Светает. Легкая пелена облаков быстро рассеивается, обнажая разрумянившееся ото сна солнце. Оно выглядывает лениво и робко, разливаясь на горизонте маслянисто мягкой негой. И утренняя прохлада, которая, впрочем, скоро уступит место знойному дню, еще шелковисто окутывает кожу, и голова кружится от томной эйфории этих ветреных ласк.

Анхель выбегает во двор, ополаскивает руки в чане с ледяной водой, жадно зачерпывает, окунает лицо. Потом скидывает рубашку, подставляя крепкую грудь для нежного прикосновения солнца. Лучи игриво поблескивают, запутавшись в его влажных кудрявых вороных волосах, крошечными радугами вспыхивают алмазы капель, инкрустируя мускулистое бронзовое тело. Анхель вздыхает…Так беззаботно и легко, будто это вовсе не он десять минут назад изготавливал бомбы.

Почувствовав на себе мой взгляд, он смущенно улыбается, снова надевает рубашку.
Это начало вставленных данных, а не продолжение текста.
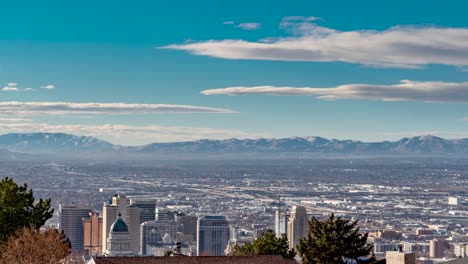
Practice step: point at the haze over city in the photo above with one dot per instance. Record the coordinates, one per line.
(143, 72)
(162, 129)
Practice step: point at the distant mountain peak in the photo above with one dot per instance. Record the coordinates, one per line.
(61, 143)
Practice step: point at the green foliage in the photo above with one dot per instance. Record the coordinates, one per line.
(266, 244)
(18, 210)
(331, 240)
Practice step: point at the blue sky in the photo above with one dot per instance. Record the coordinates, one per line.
(133, 72)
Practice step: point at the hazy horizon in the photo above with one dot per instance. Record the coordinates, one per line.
(164, 72)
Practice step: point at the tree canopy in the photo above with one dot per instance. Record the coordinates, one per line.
(18, 209)
(29, 245)
(266, 244)
(332, 241)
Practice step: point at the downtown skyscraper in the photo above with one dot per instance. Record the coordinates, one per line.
(212, 235)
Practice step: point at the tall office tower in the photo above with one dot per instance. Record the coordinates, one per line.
(92, 229)
(212, 235)
(147, 206)
(119, 240)
(187, 225)
(70, 217)
(455, 201)
(130, 215)
(297, 225)
(436, 248)
(234, 233)
(281, 224)
(162, 214)
(157, 237)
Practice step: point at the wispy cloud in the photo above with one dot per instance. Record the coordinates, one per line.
(245, 25)
(14, 119)
(404, 91)
(249, 26)
(10, 89)
(120, 134)
(67, 108)
(48, 87)
(399, 46)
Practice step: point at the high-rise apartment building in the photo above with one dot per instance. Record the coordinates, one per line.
(147, 208)
(187, 225)
(212, 235)
(129, 214)
(281, 223)
(92, 236)
(297, 225)
(436, 248)
(70, 222)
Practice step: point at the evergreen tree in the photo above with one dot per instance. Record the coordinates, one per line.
(18, 209)
(332, 241)
(30, 245)
(266, 244)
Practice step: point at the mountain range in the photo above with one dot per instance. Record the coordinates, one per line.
(63, 144)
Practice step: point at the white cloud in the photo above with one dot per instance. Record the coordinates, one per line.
(8, 119)
(123, 134)
(10, 89)
(399, 46)
(405, 90)
(66, 108)
(48, 87)
(249, 26)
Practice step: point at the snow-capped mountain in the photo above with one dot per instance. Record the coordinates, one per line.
(59, 143)
(51, 143)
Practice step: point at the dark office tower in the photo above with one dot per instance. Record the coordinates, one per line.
(147, 206)
(92, 234)
(212, 235)
(187, 225)
(297, 225)
(71, 223)
(163, 214)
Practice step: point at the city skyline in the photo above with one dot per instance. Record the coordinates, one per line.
(149, 72)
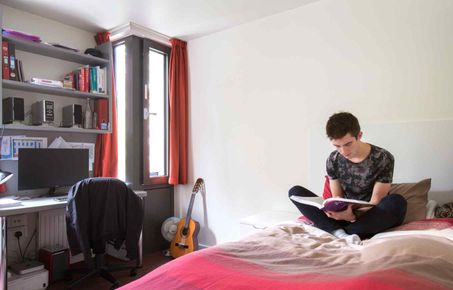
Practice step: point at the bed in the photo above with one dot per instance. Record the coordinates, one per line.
(417, 255)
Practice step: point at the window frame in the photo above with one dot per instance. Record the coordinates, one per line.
(136, 145)
(153, 45)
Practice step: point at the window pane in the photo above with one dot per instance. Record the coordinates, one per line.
(120, 88)
(157, 113)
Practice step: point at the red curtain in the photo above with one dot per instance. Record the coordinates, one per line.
(178, 99)
(106, 155)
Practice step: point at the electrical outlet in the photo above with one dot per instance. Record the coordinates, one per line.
(17, 221)
(13, 230)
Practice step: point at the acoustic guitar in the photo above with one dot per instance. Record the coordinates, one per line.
(185, 240)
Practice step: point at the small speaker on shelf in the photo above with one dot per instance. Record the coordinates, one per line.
(72, 116)
(13, 110)
(42, 112)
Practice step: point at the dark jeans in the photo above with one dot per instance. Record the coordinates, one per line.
(390, 212)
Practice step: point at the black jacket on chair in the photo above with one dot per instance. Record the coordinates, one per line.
(101, 210)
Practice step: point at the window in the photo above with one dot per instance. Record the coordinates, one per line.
(141, 71)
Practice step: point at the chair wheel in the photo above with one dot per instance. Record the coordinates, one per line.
(67, 276)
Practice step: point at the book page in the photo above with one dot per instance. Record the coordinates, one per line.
(313, 201)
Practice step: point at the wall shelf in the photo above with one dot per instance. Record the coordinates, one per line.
(23, 86)
(56, 52)
(53, 129)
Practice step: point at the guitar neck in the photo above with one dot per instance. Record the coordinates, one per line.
(189, 211)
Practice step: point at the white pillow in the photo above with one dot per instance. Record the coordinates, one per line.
(430, 208)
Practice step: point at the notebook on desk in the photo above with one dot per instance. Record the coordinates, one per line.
(9, 202)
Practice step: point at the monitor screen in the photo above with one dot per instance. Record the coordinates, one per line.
(51, 168)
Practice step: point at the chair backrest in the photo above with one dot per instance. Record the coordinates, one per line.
(101, 210)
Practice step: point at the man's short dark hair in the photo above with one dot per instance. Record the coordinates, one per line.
(340, 124)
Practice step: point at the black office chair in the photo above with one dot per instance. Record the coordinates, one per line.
(102, 210)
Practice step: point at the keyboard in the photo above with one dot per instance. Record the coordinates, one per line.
(61, 198)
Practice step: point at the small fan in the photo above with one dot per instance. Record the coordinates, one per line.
(169, 227)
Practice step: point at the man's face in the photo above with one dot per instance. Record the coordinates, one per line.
(348, 146)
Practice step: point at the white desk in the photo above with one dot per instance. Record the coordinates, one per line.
(31, 206)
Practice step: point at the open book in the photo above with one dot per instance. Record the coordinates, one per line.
(332, 203)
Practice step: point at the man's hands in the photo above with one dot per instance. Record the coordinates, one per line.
(346, 215)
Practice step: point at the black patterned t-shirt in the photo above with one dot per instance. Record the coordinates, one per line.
(357, 179)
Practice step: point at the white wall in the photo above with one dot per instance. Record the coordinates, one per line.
(257, 89)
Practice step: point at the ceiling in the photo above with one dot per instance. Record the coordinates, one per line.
(184, 19)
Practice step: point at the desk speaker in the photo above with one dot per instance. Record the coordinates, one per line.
(55, 261)
(13, 110)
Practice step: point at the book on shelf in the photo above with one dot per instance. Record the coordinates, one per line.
(87, 79)
(5, 60)
(12, 62)
(9, 202)
(47, 83)
(20, 71)
(332, 203)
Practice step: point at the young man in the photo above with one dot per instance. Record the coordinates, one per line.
(356, 170)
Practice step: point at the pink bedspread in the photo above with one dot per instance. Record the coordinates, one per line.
(301, 257)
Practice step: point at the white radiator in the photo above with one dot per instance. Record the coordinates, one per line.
(52, 232)
(52, 229)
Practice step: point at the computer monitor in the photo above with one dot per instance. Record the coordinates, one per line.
(51, 168)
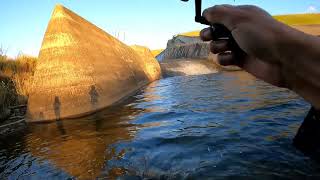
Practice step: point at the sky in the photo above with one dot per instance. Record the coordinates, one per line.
(143, 22)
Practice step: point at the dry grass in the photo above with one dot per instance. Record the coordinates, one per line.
(291, 19)
(15, 80)
(299, 19)
(156, 52)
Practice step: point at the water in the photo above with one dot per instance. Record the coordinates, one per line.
(218, 125)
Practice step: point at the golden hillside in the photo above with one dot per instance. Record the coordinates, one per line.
(291, 19)
(156, 52)
(299, 19)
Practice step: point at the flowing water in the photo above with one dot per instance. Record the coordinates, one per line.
(194, 127)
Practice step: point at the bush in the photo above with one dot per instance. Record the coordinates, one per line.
(18, 74)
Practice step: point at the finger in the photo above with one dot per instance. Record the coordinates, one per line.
(206, 34)
(219, 46)
(226, 59)
(222, 14)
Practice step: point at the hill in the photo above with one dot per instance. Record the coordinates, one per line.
(299, 19)
(291, 19)
(156, 52)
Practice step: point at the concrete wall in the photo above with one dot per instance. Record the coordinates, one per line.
(191, 51)
(82, 69)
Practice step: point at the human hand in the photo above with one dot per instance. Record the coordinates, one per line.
(259, 36)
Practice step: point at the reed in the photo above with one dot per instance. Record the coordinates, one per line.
(15, 80)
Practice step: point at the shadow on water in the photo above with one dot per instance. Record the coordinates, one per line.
(224, 124)
(80, 147)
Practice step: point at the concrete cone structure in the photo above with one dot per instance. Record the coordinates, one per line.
(82, 69)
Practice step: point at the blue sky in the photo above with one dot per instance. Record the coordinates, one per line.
(145, 22)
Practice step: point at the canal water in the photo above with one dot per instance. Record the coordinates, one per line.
(220, 125)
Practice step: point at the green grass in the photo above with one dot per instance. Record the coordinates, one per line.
(291, 19)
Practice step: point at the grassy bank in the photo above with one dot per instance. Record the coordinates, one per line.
(15, 81)
(290, 19)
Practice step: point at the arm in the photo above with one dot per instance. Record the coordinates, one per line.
(271, 51)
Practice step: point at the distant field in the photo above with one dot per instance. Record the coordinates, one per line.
(156, 52)
(299, 19)
(292, 19)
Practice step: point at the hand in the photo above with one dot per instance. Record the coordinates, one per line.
(257, 34)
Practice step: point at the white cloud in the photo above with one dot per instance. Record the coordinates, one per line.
(312, 9)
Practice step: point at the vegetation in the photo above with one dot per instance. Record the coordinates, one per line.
(15, 80)
(292, 19)
(191, 34)
(156, 52)
(299, 19)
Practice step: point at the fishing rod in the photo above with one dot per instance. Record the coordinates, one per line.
(218, 31)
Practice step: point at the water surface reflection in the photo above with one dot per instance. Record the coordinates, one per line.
(224, 124)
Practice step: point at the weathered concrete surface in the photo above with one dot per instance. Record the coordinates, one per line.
(190, 59)
(82, 69)
(186, 67)
(191, 50)
(151, 64)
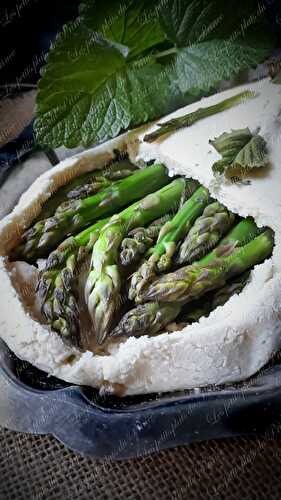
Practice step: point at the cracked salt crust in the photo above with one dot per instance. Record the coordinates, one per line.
(236, 340)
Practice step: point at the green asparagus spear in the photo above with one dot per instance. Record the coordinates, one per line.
(74, 215)
(102, 291)
(193, 281)
(146, 319)
(208, 229)
(159, 258)
(191, 118)
(88, 184)
(56, 281)
(204, 306)
(139, 240)
(241, 234)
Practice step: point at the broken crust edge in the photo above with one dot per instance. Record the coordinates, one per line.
(221, 348)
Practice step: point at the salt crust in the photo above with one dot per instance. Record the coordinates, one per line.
(236, 340)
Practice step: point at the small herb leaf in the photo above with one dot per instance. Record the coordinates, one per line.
(240, 148)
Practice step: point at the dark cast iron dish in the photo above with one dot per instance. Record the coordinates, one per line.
(112, 428)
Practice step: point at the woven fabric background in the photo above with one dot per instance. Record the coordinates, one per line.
(39, 467)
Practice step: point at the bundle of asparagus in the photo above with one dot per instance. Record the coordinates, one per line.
(170, 223)
(159, 258)
(136, 321)
(88, 184)
(103, 286)
(56, 281)
(72, 216)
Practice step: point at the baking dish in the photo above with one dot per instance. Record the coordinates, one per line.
(112, 428)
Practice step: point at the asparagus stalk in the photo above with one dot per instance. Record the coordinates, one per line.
(56, 281)
(74, 215)
(139, 240)
(191, 118)
(131, 323)
(193, 281)
(146, 319)
(208, 229)
(102, 291)
(88, 184)
(195, 310)
(159, 258)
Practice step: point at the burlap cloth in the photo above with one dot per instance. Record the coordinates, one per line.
(39, 467)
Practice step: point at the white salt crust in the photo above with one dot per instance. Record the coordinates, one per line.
(236, 340)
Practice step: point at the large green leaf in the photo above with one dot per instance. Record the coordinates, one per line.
(92, 89)
(127, 22)
(193, 21)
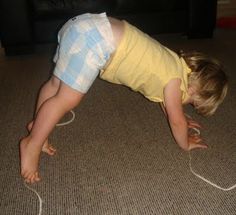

– Не смотри так. А то Алессандро меня убьет.

Я невольно улыбаюсь.

– Успокойся. Я на тебя не ТАК смотрю.

– А как?

– Просто любуюсь. Ты знаешь, что ты чертовски красив.

– Знаю, – смеется он.

– Ну! Только не зазнавайся!

– Кто зазнается? Я? Вовсе нет! Просто знаю, что я красивый, умный, смелый, сильный и невероятно скромный.

– А еще ты умеешь улыбаться. А я так истосковалась по нормальной искренней улыбке.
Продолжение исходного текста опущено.